Tour de France 2026 : canicule record, étape raccourcie et public absent
À 40 degrés à l'ombre, les familles restent chez elles et le public s'effondre sur les routes du Tour
L'édition 2026 du Tour de France bat tous les records de chaleur avec 32,4 °C de moyenne sur les neuf premières étapes. Face à la canicule, la 9e étape a été raccourcie de 30 km, une première historique.
Les enjeux
Ce qu'il faut comprendre
Record de chaleur historique
32,4 °C de moyenne sur les 9 premières étapes, soit 6,5 °C de plus que le record de 2007. Le bitume atteint 50 °C.
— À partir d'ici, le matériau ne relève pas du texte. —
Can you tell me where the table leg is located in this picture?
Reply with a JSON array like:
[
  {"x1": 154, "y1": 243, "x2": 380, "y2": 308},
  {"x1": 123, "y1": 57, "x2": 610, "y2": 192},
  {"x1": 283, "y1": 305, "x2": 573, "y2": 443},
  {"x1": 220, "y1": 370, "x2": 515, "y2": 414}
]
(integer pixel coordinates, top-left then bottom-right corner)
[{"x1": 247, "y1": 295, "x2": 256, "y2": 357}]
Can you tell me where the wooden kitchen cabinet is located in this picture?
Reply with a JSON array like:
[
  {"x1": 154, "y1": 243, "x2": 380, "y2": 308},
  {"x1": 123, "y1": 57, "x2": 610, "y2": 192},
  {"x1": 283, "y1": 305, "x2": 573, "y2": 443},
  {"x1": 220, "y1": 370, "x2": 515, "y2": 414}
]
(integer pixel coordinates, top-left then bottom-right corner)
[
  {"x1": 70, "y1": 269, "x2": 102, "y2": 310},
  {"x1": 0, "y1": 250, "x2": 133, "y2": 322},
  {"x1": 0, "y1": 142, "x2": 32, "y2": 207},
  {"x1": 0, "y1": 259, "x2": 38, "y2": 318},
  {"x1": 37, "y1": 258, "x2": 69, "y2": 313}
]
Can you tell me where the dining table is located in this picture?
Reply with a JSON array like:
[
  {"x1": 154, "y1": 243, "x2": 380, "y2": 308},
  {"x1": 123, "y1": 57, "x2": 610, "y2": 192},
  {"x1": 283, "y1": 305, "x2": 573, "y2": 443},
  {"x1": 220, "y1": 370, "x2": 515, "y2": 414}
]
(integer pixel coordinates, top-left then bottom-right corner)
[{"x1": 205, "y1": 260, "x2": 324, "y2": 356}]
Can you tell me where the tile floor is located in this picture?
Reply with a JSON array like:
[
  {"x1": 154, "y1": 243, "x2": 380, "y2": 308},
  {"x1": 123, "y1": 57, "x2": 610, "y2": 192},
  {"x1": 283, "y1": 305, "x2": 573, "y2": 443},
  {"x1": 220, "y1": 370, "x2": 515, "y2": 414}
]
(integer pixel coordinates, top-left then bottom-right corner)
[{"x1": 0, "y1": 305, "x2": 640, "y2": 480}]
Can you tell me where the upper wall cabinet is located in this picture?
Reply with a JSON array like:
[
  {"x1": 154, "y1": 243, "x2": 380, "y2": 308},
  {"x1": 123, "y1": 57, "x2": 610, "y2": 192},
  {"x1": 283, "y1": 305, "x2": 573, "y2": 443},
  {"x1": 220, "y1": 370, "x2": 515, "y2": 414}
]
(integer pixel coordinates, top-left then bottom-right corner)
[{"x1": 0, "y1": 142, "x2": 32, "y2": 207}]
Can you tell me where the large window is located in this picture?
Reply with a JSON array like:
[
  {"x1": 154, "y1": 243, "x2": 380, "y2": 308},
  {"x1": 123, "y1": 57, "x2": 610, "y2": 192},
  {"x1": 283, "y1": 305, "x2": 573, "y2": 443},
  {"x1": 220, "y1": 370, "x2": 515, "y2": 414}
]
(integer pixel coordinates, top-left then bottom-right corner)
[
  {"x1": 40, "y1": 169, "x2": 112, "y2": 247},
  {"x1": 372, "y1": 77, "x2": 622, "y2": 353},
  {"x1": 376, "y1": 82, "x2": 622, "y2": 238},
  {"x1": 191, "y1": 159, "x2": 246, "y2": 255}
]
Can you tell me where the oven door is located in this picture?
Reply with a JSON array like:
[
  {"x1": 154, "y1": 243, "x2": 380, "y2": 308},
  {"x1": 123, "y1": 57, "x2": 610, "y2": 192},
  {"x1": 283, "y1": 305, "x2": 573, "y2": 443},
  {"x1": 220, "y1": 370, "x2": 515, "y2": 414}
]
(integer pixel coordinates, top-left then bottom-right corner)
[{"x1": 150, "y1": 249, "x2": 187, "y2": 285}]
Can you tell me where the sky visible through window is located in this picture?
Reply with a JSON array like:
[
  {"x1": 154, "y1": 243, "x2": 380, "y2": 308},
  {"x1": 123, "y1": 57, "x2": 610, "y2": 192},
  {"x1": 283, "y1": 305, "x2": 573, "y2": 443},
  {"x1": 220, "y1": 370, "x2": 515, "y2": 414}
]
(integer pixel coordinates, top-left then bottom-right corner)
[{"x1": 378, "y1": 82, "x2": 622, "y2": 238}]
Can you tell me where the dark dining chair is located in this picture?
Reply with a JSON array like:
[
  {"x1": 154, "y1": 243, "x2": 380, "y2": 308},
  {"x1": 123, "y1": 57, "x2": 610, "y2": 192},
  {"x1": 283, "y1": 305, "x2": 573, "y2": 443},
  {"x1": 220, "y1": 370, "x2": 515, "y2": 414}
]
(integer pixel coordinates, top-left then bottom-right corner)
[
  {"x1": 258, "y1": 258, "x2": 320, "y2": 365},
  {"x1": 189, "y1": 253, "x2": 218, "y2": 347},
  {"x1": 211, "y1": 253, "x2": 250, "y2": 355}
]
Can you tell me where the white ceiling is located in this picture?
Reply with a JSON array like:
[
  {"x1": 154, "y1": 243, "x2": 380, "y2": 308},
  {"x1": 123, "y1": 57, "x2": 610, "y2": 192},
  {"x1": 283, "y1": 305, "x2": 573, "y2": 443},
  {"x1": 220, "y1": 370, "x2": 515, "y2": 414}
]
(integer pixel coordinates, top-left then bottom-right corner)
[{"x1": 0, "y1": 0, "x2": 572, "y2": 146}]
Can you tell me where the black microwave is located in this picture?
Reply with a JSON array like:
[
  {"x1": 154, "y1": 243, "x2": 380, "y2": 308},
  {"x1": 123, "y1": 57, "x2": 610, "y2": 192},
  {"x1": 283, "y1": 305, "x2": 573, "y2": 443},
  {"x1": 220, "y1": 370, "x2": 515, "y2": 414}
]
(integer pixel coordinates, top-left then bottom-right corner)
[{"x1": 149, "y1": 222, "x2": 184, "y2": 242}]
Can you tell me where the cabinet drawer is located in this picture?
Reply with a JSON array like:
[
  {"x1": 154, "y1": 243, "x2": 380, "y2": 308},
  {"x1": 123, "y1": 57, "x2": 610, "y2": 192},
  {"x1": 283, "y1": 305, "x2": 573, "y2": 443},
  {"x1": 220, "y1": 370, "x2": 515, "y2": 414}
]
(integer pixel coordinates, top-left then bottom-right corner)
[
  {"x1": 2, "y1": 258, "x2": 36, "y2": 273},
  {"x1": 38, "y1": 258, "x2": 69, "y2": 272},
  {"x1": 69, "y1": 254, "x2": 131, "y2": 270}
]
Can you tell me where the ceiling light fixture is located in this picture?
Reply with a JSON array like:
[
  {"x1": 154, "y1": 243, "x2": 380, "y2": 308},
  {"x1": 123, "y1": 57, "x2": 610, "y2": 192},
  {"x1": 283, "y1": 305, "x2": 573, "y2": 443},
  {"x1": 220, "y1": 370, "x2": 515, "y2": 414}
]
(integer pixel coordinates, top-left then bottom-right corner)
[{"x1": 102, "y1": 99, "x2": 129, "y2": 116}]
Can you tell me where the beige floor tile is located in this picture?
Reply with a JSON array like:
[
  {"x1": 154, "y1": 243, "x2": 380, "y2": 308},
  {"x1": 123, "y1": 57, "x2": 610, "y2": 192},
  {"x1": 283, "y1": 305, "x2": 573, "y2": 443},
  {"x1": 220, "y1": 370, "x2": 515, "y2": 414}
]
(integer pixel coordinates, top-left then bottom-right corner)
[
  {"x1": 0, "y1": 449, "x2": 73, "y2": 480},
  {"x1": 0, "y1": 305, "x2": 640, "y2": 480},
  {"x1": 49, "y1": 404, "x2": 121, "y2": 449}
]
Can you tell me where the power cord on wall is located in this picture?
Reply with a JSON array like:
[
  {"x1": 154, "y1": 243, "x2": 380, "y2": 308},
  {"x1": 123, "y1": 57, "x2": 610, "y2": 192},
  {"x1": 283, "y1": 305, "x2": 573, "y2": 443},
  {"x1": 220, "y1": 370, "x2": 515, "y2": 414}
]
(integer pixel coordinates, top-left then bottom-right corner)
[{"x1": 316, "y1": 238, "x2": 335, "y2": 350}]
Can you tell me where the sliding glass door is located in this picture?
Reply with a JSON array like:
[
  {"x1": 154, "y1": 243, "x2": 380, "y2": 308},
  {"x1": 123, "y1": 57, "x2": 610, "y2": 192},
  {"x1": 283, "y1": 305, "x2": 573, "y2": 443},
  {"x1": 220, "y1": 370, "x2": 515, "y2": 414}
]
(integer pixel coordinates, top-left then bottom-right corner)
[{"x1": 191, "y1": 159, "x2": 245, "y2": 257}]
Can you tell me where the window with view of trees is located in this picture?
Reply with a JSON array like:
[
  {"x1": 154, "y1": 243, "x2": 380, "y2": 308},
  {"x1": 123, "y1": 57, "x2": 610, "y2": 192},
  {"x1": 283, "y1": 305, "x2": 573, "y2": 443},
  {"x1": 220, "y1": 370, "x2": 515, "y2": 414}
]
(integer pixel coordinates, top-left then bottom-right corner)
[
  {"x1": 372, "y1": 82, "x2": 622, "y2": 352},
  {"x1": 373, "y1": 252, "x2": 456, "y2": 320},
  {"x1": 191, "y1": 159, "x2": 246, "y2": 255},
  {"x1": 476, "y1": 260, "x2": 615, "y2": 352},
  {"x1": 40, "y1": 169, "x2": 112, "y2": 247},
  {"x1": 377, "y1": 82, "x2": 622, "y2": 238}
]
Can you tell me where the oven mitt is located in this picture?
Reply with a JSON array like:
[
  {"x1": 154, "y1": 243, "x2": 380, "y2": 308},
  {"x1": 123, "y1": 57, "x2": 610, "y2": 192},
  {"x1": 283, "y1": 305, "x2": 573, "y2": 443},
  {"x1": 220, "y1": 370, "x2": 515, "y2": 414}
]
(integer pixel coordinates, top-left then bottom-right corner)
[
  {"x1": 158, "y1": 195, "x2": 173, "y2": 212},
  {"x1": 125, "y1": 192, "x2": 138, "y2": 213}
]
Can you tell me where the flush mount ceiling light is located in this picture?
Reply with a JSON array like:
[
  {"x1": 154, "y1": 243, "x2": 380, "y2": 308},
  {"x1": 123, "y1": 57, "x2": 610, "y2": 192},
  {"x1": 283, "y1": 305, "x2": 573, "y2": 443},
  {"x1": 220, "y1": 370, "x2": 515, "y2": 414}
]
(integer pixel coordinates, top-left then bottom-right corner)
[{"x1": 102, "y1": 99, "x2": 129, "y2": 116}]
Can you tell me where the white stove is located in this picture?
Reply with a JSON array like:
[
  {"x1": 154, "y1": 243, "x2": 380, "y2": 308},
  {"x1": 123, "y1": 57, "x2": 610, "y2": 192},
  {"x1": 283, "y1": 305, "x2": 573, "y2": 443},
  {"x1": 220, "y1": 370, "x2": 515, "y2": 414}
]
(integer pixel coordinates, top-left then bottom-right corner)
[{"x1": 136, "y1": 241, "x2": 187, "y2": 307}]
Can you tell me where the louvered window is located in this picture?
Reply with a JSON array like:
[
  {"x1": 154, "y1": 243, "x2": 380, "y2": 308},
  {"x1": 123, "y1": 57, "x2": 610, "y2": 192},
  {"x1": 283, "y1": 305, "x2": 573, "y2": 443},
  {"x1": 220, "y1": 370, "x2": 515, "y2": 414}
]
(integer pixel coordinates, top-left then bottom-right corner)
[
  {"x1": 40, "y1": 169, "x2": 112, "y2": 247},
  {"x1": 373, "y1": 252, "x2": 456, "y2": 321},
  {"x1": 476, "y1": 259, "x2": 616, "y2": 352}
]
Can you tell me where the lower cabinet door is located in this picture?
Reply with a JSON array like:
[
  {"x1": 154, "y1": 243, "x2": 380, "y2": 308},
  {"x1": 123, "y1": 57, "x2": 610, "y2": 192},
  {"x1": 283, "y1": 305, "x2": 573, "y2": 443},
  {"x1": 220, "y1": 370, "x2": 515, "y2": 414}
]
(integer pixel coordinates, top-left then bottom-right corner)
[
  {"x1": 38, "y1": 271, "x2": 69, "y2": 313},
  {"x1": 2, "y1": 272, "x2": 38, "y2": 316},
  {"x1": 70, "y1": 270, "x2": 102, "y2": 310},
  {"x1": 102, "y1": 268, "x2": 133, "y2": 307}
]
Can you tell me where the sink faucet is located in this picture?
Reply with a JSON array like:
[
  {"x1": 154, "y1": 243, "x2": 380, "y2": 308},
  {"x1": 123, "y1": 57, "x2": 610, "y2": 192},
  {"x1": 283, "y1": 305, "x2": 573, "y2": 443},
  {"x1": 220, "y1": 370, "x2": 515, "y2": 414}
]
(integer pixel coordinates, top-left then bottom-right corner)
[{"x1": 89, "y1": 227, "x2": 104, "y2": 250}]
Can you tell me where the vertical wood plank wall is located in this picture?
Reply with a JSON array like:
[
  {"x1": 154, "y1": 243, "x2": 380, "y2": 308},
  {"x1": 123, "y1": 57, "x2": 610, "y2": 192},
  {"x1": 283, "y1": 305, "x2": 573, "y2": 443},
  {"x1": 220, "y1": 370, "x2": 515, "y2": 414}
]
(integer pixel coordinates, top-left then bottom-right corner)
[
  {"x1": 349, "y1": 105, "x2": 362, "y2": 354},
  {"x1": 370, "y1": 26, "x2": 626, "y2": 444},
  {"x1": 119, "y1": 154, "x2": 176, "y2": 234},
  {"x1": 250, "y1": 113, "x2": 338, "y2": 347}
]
Sécurité des coureurs et du public
Raccourcissement d'étape inédit, interdiction de zones au public, risques d'incendies. Les coureurs perdent jusqu'à 2 kg par déshydratation.
Pression pour changer le calendrier
Le syndicat des coureurs réclame des départs matinaux dès 2027. L'ASO résiste, invoquant des contraintes logistiques et télévisuelles.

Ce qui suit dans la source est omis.